9 Следующие два случая использования данной фигуры встречаются в двух соседних строфах «Оды на прибытие Елисаветы Петровны из Москвы в Санкт-Петербург 1742 года по коронации», в сценах описания русско-шведской войны 1741–1742 годов:
10 Там кони бурными ногами Взвивают к небу прах густой, Там смерть меж Готфскими полками Бежит ярясь из строя в строй, И алчну челюсть отверзает, И хладны руки простирает, Их гордый исторгая дух; Там тысящи валятся вдруг. Но естьли хочешь видеть ясно, Коль Росско воинство ужасно,
11 Взойди на брег крутой высоко, Где кончится землею понт; Простри свое чрез воды око, Коль много обнял Горизонт; Внимай, как Юг пучину давит, С песком мутит, зыбь на зыбь ставит, Касается морскому дну, На сушу гонит глубину И с морем дождь и град мешает: Так Росс противных низлагает. [Ломоносов 2011: 8, 81–82]
12 В этой же оде находим еще один случай двойного полиптота при описании одического «исступления» и «сопряжения далековатых идей»:
13 Какая бодрая дремота Открыла мысли явный сон? Еще горит во мне охота Торжественный возвысить тон. Мне вдруг ужасный гром блистает, И купно ясный день сияет! То сердце сильна власть страшит, То кротость оное живит, То бодрость страх, то страх ту клонит: Противна страсть противну гонит! [Ломоносов 2011: 8, 88]
14 Повтор существительного страх в 9 строке данной строфы формирует риторическую фигуру антиметаболы, которую Ломоносов в «Кратком руководстве к красноречию» называет пременением: «Пременение есть когда преложением речений противные идеи производятся. Пример из 2 Димосфенова олинфического слова: Весьма погрешаете вы, афинеане, что чрез тое надеетесь произвести счастие из несчастия, чрез что из счастия несчастие сделалось. Сюда принадлежит и следующее: Ежели ты что хорошее сделаешь с трудом, труд минется, а хорошее останется, а ежели сделаешь что худое с услаждением, услаждение минется, а худое останется. Также и сие: Не для того мы живем на свете, чтобы насыщаться, но для того насыщаемся, чтобы жить» [Ломоносов 2011: 7, 220].

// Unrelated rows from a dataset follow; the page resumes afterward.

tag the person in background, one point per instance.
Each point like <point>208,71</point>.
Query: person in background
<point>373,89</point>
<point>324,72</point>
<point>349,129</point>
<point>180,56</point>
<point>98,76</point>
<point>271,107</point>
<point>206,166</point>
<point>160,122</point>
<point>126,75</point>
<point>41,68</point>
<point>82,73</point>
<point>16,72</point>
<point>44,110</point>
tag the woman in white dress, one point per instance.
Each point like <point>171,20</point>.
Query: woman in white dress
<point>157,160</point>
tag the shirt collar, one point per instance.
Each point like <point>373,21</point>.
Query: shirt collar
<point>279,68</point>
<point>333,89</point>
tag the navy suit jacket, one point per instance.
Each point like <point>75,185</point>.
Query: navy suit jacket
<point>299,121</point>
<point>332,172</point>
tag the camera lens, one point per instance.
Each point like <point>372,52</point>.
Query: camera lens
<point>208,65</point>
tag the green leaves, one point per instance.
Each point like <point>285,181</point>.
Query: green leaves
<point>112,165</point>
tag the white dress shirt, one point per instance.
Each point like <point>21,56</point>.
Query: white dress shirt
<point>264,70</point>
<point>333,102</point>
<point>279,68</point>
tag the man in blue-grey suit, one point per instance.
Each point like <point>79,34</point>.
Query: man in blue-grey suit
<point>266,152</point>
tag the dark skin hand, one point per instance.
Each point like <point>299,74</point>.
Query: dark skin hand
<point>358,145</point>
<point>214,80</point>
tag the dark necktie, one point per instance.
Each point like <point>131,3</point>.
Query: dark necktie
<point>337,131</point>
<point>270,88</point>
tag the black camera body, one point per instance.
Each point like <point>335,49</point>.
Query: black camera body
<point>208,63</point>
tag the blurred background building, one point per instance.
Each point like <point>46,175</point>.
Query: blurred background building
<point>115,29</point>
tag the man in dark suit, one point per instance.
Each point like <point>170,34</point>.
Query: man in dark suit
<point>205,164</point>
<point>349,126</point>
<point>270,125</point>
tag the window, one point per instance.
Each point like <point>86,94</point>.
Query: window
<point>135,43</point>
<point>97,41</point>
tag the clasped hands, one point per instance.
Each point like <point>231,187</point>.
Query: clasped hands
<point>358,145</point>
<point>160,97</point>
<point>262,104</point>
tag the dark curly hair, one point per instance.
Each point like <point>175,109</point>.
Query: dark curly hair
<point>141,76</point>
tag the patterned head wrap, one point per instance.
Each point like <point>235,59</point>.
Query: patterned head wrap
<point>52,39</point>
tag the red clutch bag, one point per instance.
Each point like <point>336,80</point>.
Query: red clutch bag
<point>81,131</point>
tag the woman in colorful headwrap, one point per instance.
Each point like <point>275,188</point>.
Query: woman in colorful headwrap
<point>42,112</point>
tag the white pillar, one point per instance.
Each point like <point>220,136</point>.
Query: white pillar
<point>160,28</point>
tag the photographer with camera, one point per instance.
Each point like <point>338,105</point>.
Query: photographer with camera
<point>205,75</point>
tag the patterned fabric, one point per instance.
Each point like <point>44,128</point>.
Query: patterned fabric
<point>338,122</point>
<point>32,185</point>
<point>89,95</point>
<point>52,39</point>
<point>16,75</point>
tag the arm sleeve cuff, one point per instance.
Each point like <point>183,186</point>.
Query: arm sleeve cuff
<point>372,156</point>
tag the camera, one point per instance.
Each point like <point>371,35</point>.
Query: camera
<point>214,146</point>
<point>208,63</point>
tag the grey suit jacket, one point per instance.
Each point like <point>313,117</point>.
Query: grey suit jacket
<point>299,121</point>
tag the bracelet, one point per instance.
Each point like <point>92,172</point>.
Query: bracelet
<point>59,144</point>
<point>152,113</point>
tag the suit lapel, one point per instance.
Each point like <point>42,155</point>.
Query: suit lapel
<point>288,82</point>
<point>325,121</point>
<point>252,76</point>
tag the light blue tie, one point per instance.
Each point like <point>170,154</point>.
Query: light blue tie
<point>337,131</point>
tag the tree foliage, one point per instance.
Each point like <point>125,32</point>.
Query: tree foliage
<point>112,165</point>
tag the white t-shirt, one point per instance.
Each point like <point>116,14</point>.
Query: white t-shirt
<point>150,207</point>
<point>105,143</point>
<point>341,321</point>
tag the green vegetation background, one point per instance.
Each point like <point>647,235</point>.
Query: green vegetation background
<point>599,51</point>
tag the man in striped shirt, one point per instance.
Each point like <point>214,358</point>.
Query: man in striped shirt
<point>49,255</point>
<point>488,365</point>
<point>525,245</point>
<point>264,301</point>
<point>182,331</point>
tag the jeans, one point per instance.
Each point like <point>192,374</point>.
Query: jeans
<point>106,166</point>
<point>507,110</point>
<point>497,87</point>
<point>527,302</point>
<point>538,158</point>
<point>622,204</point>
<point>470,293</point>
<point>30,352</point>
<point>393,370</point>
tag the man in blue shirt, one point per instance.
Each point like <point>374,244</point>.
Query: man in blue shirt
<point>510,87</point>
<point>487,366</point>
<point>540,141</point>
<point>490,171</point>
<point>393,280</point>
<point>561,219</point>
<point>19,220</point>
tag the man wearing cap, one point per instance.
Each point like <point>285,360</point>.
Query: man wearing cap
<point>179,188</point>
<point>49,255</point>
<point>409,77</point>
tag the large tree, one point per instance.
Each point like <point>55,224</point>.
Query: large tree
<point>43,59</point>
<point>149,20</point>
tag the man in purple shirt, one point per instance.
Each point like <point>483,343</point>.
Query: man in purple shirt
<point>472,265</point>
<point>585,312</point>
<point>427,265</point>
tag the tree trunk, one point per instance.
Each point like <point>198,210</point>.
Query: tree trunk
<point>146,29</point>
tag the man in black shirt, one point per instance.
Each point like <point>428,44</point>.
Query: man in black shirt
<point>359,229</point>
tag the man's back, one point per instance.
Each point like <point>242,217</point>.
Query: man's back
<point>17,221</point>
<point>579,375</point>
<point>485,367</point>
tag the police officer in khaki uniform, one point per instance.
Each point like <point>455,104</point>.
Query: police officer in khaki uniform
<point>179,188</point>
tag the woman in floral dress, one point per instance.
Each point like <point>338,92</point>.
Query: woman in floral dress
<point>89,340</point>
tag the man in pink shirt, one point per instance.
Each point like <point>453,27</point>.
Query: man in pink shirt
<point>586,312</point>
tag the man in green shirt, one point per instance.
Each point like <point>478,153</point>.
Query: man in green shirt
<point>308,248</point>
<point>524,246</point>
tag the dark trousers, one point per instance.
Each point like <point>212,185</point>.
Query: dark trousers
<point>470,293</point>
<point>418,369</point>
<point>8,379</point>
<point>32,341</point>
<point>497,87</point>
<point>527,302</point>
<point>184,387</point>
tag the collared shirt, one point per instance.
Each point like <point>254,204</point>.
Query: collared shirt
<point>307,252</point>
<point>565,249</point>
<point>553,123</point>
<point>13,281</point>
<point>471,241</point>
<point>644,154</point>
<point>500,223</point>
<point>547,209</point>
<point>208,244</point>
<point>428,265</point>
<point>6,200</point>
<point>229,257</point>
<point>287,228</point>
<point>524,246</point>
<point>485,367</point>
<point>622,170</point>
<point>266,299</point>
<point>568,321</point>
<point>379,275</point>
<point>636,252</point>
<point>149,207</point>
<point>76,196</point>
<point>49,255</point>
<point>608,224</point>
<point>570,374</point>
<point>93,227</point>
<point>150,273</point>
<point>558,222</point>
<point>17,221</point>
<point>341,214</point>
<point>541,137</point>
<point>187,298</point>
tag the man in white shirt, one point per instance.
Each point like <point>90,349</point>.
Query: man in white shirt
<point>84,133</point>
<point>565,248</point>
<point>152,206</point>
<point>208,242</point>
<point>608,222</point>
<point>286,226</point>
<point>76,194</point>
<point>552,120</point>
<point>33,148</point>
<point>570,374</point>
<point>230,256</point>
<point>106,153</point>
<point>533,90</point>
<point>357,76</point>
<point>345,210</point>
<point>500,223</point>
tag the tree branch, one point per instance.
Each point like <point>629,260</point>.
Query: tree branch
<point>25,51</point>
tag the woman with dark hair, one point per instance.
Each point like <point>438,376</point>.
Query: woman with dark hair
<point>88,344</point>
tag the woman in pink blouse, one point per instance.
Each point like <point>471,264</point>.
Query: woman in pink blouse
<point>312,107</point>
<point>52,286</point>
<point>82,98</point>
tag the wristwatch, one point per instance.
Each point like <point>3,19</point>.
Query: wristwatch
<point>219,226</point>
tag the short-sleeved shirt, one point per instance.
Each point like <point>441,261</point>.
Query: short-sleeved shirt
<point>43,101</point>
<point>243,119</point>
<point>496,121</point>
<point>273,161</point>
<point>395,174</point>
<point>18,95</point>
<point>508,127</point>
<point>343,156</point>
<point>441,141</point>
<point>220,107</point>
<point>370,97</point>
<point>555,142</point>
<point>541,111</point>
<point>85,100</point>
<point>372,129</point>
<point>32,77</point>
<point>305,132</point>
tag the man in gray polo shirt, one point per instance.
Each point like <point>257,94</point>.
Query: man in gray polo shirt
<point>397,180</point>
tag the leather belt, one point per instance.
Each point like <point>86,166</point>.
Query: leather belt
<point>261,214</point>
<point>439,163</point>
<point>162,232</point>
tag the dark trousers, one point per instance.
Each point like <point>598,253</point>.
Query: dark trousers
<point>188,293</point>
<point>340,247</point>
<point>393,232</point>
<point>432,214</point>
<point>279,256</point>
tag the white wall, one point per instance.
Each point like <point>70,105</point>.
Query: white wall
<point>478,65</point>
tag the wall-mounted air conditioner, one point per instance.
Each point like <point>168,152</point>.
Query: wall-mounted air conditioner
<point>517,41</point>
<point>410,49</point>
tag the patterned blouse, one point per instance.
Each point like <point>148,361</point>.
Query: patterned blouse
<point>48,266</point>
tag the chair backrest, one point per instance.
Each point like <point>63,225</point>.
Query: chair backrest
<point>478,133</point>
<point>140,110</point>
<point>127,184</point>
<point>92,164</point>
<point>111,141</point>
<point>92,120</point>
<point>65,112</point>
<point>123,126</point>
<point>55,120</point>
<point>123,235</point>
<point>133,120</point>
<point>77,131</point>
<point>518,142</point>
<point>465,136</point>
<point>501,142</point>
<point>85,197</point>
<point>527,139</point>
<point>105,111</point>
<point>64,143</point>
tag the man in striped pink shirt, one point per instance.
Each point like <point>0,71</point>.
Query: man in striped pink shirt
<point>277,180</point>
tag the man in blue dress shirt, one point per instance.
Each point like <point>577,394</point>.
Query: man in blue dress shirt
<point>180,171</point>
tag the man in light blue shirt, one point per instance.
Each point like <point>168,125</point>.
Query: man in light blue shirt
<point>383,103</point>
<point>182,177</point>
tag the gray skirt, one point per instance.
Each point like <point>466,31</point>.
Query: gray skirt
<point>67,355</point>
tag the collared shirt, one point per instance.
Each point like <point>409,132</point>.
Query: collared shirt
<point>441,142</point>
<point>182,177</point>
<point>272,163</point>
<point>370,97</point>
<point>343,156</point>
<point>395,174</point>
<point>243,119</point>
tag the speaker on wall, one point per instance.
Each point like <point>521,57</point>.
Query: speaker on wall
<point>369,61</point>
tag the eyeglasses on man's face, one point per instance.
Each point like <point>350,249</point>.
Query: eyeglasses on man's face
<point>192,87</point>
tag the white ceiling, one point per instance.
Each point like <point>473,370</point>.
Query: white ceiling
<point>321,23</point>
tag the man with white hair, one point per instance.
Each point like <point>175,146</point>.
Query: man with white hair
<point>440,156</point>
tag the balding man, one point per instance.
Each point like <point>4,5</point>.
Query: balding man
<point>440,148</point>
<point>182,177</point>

15 Еще один двойной полиптот, использованный в связи с темой русско-шведской войны, обнаруживается в «Оде на день тезоименитства Петра Федоровича 1743 года»:
16 Под инну Трою вновь приступит Российский храбрый Ахиллес, Продерсский мечь врагов притупит, Хвалой взойдет к верьху небес. Отрада пойдет в след отраде В Петровом, свету страшном граде, И плески плескам весть дадут: Господь щедроты в нас пробавит И больше нас Тобой прославит, Как с трепетом враги падут. [Ломоносов 2011: 8, 97]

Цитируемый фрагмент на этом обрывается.